Remote check deposit. AMAZING.
Pay my friends or businesses without a card. INCREDIBLE.

Give us more to rave about. Here’s what your financial institution can do to meet us halfway.

First, sell me what you have, not what you hope to have. Removing the disparity between those two things will make business with millennials much easier. When you use the words “fully online” or “instant approval,” and then ask me to come into a branch, know that I am walking away. In this day and age, words are more important than ever.

Second, allow more access. Make it easy for me to access the resources I want when it is most convenient for me, without misleading marketing. And give me access to the resource we both love: your employees. Millennials appreciate companies that successfully use technology to conveniently provide face-to-face, personalized service. POPi/o Video Banking is an excellent example of that mix, which is why I sincerely believe in our value proposition.

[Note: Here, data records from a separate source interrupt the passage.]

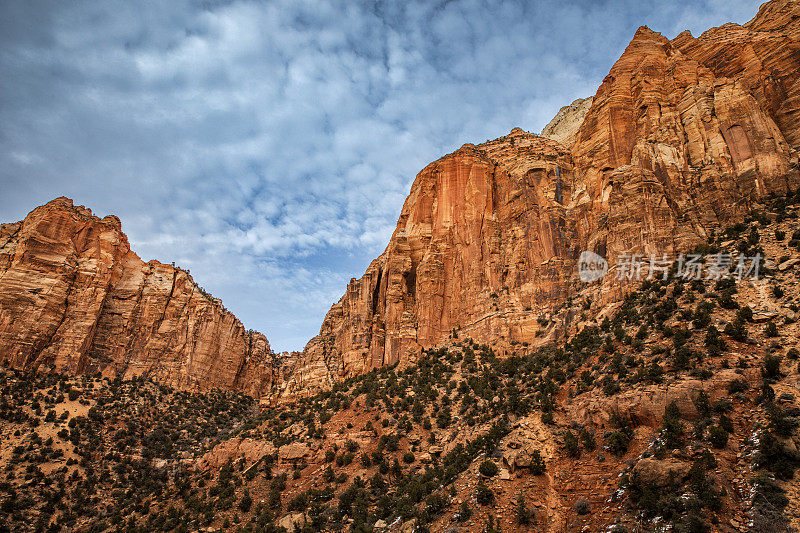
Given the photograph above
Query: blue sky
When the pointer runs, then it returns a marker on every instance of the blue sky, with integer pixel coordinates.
(268, 146)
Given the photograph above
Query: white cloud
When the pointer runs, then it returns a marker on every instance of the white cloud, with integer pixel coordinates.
(269, 146)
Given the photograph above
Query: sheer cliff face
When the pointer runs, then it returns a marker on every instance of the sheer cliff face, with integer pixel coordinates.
(74, 297)
(682, 136)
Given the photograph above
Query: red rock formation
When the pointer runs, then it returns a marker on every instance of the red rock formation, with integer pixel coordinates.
(74, 297)
(681, 138)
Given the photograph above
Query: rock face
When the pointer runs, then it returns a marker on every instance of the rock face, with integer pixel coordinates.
(74, 297)
(565, 125)
(682, 137)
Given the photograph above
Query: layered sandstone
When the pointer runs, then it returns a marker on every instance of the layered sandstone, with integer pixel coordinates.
(75, 298)
(682, 137)
(565, 125)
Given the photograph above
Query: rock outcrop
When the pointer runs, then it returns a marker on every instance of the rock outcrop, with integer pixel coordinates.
(75, 298)
(682, 137)
(565, 125)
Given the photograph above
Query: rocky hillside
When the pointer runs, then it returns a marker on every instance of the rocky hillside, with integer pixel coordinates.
(677, 411)
(682, 138)
(75, 298)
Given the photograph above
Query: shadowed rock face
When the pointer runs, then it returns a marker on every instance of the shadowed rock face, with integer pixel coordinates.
(74, 297)
(682, 137)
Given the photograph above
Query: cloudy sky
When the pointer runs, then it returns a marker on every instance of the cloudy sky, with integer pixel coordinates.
(268, 145)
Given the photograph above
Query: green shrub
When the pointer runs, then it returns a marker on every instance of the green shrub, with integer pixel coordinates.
(537, 463)
(523, 513)
(772, 366)
(488, 468)
(717, 437)
(484, 494)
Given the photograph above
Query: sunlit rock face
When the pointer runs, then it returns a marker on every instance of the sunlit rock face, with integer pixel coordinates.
(682, 137)
(74, 297)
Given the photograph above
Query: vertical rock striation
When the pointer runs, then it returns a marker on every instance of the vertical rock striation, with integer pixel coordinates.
(682, 137)
(74, 297)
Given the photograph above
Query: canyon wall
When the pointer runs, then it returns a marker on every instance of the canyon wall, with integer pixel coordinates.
(75, 298)
(681, 138)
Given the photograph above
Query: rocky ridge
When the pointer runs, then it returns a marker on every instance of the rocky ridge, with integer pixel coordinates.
(75, 298)
(683, 137)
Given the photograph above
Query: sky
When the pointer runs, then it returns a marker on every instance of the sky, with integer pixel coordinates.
(268, 146)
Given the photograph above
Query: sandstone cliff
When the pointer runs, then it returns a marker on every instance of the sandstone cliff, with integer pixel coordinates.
(682, 137)
(74, 297)
(565, 125)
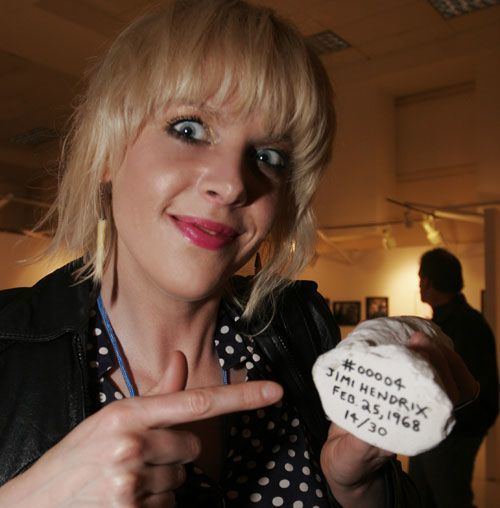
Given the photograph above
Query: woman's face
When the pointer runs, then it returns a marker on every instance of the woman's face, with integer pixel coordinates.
(195, 196)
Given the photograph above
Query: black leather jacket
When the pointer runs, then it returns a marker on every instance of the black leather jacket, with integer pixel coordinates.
(43, 378)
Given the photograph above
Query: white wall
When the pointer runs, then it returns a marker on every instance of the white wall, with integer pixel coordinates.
(14, 249)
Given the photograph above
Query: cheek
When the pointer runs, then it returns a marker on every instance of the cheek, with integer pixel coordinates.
(267, 213)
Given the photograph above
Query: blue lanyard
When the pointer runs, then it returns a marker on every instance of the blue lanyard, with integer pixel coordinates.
(116, 348)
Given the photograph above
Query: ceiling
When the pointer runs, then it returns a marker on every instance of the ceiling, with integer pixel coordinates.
(45, 46)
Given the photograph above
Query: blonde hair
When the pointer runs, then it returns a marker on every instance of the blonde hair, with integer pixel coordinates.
(189, 51)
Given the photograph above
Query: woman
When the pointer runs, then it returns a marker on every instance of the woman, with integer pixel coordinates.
(201, 139)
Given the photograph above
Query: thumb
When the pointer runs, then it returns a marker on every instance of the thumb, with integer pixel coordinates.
(175, 376)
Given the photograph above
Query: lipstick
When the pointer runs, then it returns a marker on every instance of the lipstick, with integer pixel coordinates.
(204, 233)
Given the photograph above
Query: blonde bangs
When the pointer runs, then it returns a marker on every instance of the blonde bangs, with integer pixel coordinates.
(192, 52)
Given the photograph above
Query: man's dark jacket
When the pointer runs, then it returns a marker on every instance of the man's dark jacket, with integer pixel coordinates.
(475, 343)
(44, 390)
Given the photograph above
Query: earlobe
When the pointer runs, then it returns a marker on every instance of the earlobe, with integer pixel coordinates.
(106, 176)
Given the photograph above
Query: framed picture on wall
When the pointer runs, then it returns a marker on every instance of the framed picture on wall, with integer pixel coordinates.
(347, 313)
(377, 306)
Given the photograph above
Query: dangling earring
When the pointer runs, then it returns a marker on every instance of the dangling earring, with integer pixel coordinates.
(102, 224)
(257, 267)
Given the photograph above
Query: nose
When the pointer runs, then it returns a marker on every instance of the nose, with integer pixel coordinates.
(223, 181)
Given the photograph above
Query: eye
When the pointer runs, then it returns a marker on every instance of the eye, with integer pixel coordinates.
(188, 129)
(271, 158)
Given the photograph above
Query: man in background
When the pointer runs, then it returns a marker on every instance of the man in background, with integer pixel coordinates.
(443, 475)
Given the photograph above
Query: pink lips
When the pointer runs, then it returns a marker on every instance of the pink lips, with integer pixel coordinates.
(203, 232)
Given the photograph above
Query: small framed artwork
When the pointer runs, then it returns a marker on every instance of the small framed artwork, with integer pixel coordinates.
(347, 313)
(377, 306)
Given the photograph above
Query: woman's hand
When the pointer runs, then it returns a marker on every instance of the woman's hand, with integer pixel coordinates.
(351, 465)
(128, 454)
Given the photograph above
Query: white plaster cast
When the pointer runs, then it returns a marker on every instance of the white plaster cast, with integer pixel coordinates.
(382, 392)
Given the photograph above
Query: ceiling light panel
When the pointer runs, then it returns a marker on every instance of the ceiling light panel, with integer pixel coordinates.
(453, 8)
(327, 42)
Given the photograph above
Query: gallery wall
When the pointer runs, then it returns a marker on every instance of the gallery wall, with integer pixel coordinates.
(393, 274)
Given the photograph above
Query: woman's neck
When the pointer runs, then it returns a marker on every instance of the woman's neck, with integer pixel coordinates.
(150, 324)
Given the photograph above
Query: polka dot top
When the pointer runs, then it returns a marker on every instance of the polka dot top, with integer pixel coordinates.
(269, 461)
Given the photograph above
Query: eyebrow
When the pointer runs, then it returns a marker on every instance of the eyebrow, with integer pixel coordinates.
(213, 114)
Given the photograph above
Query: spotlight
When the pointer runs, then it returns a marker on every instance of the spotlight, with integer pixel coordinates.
(388, 240)
(432, 233)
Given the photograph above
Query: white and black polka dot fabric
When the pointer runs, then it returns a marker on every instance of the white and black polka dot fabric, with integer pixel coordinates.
(269, 461)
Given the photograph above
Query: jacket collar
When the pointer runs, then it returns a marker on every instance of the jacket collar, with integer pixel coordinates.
(54, 305)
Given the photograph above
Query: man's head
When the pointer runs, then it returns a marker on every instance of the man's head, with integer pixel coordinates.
(440, 276)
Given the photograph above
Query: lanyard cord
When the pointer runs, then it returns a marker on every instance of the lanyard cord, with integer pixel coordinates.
(116, 348)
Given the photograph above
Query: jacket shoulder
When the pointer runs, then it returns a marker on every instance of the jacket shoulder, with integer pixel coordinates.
(55, 304)
(9, 295)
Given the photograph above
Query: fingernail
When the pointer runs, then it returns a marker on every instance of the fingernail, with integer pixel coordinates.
(272, 391)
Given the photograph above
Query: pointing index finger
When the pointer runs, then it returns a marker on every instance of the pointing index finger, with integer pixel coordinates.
(186, 406)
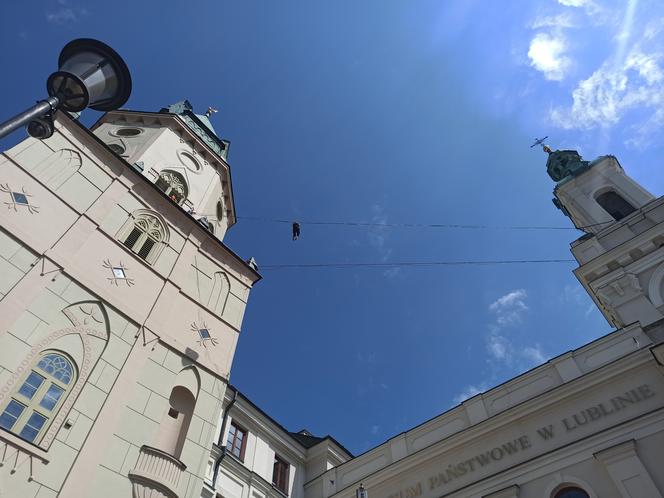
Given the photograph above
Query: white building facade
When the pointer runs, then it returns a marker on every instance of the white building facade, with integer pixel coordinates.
(120, 306)
(120, 311)
(588, 423)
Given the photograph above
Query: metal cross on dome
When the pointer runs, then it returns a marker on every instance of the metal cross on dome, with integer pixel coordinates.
(540, 141)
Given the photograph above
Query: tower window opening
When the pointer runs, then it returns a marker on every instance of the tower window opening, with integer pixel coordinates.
(572, 492)
(173, 185)
(144, 235)
(117, 148)
(128, 132)
(615, 205)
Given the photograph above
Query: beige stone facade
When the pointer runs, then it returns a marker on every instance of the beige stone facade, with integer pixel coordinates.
(119, 310)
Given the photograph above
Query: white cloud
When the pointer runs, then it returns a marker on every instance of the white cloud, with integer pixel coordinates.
(547, 54)
(499, 347)
(509, 309)
(558, 21)
(613, 90)
(574, 3)
(468, 392)
(534, 355)
(502, 349)
(66, 14)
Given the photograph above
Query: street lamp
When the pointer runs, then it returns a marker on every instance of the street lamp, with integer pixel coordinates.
(91, 74)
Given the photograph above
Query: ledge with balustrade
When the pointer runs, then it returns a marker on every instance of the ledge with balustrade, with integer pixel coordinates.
(157, 474)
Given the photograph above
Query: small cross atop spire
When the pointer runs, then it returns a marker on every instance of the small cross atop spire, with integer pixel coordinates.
(540, 141)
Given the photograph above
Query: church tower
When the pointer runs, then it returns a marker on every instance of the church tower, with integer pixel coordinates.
(120, 305)
(621, 256)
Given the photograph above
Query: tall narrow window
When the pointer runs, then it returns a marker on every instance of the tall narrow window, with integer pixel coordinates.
(173, 185)
(236, 441)
(31, 408)
(144, 235)
(615, 205)
(280, 474)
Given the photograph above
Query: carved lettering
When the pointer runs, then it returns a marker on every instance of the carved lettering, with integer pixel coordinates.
(584, 417)
(546, 432)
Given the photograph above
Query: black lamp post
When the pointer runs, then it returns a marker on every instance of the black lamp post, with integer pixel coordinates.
(91, 74)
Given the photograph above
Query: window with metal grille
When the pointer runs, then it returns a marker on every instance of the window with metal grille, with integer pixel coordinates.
(615, 205)
(144, 235)
(38, 398)
(280, 474)
(173, 185)
(571, 492)
(236, 441)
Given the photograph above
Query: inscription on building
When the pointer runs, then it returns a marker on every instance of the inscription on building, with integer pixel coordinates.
(510, 448)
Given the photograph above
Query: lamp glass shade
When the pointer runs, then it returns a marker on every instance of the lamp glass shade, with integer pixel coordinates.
(90, 74)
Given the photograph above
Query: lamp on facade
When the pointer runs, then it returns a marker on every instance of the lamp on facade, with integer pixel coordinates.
(91, 74)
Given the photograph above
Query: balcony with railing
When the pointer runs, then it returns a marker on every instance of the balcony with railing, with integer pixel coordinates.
(157, 474)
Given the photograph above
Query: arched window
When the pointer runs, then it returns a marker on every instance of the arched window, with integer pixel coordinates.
(615, 205)
(173, 185)
(220, 211)
(145, 235)
(571, 492)
(33, 406)
(219, 294)
(117, 148)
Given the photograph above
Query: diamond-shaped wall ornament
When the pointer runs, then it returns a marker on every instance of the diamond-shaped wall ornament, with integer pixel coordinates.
(204, 335)
(18, 199)
(119, 273)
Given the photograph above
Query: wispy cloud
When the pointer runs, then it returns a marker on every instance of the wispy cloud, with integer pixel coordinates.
(378, 239)
(563, 20)
(611, 91)
(509, 311)
(628, 81)
(65, 13)
(547, 54)
(469, 392)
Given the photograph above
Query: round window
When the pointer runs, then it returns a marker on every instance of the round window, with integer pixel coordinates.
(117, 148)
(190, 161)
(128, 132)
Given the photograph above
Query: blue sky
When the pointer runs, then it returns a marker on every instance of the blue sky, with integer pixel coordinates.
(390, 112)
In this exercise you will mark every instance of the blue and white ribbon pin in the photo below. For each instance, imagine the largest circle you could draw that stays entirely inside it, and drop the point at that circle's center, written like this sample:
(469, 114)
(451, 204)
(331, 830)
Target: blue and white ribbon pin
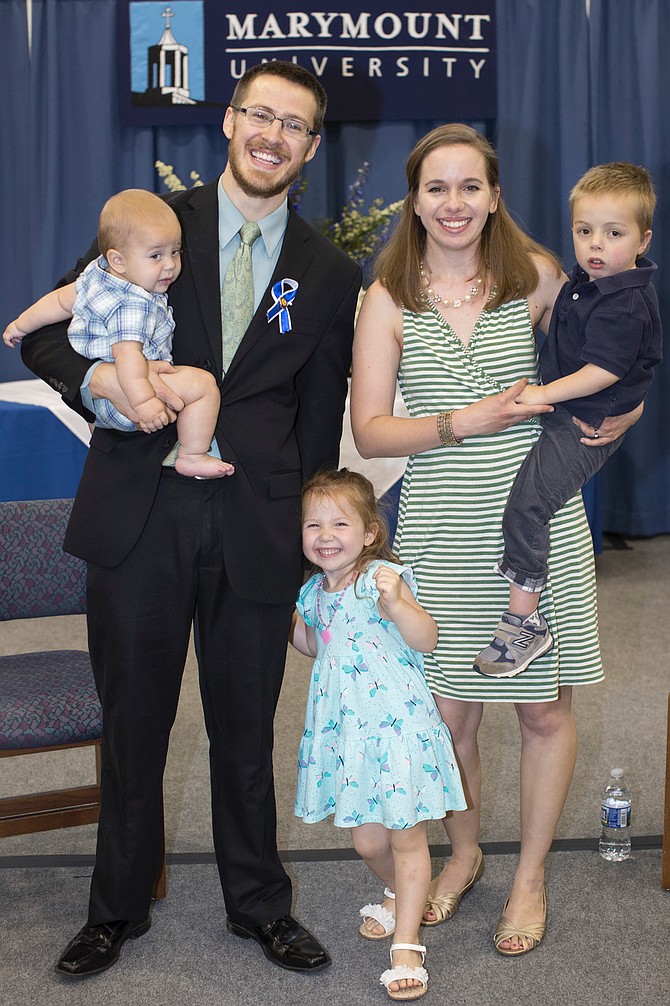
(284, 293)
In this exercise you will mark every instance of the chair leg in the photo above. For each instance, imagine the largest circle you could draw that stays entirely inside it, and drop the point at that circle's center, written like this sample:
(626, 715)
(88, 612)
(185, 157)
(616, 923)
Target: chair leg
(665, 869)
(160, 888)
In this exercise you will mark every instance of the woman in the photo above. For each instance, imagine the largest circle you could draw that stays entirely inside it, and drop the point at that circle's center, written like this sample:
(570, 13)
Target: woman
(460, 291)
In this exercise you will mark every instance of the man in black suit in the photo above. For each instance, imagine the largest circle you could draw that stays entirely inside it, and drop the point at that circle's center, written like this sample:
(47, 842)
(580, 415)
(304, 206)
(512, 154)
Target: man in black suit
(166, 551)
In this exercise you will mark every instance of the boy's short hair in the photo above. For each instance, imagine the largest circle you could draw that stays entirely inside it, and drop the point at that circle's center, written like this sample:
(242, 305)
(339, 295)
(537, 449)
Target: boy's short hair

Third, you know my financial future (just look at Social Security), so help me get to where I need to be. When I am asking questions or evaluating solutions, pay attention and use your product and service knowledge to offer the best match. I take my financial future seriously, and silly upsells that are unrelated to my needs demeans any prior positive experience.

The good news is your employees are the solution. Email. Phone. Video chat. That is how I get access and work actually gets done on my behalf, with the latter providing an in-branch experience at any hour.

Listening, really listening to your millennial market, is the first step to building a better relationship.